Thursday, March sixth.
It’s mighty hard work, this painting under pressure. I’m too tired to attempt more than the briefest record on this page of two days’ doings. Yesterday it was gray. At sundown it cleared giving us the most splendid and beautiful sunset, the sun sinking behind the purple, snowy mountains and throwing its rays upward into a seething red-hot mass of clouds. I painted most of the afternoon out-of-doors.
To-day we bathed at sunrise, brisk and cold and clear. The morning tide was so exceedingly low that I ran dry shod clear around the north side of the cove until the whole upper bay was visible. Olson had not known it could be done.
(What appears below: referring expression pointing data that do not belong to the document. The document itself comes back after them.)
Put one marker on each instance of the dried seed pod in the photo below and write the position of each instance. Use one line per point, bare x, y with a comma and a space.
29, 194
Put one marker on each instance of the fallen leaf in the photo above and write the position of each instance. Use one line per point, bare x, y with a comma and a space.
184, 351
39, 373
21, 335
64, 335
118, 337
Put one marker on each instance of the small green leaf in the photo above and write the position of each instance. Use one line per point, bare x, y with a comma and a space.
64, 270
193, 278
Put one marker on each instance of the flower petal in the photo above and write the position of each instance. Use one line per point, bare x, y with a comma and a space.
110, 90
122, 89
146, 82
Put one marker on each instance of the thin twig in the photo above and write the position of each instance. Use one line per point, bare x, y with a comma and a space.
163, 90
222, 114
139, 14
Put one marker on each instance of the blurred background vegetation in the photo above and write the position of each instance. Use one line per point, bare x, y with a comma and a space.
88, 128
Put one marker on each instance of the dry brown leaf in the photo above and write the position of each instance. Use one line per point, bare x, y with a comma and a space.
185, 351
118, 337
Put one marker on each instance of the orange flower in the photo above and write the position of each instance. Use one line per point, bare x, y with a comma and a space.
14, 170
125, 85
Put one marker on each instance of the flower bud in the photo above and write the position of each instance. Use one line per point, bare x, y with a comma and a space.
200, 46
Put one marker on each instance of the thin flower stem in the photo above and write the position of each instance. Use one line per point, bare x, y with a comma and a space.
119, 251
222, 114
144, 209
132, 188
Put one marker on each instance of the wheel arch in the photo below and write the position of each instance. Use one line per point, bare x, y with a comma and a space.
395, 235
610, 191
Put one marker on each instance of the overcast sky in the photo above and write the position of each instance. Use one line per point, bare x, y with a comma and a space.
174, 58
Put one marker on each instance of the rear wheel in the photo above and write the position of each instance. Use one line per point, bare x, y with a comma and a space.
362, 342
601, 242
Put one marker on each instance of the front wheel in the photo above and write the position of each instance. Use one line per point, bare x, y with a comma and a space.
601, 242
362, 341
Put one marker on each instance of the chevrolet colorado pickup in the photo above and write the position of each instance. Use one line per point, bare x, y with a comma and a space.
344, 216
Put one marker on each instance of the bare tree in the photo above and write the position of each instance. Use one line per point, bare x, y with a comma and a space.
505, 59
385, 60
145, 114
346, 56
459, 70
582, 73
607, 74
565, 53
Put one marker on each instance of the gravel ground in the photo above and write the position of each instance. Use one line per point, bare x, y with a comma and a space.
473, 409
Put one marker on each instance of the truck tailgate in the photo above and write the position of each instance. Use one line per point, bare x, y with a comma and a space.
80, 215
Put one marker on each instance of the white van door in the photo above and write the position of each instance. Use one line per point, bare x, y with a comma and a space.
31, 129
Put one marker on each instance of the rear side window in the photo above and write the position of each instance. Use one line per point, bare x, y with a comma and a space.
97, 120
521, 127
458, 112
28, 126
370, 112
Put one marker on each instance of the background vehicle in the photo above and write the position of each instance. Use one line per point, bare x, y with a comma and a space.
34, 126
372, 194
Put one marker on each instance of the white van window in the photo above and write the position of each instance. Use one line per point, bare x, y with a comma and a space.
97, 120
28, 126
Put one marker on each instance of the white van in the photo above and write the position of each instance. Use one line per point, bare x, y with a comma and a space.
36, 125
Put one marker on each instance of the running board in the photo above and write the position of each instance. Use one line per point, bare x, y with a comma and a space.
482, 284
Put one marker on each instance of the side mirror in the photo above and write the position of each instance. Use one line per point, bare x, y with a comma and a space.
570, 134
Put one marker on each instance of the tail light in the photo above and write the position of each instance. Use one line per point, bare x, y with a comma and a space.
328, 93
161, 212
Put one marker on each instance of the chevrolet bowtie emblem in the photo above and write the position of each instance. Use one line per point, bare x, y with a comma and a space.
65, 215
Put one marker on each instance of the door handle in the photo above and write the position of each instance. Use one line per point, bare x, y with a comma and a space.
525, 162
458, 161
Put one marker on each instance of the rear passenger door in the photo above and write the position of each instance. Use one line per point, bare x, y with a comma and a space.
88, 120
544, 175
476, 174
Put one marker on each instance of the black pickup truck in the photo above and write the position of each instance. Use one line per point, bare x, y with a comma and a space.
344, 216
Returning we put Olson’s boat into the water and Rockwell and I embarked with my painting outfit. I landed on the point I had just visited afoot. Rockwell in jumping ashore with the painter timed it badly, slipped, and fell full length into the surf of the ground swell, the dory almost riding over him. I roared with laughter—to his great fury. He rowed about in the harbor for almost two hours returning to bring me home. In the afternoon we repeated our excursion—all but the water sports—going this time to the south side of the cove. Rockwell’s a good little oarsman and above all to be trusted to do as he’s told to—a vice in grown-ups, a virtue in children.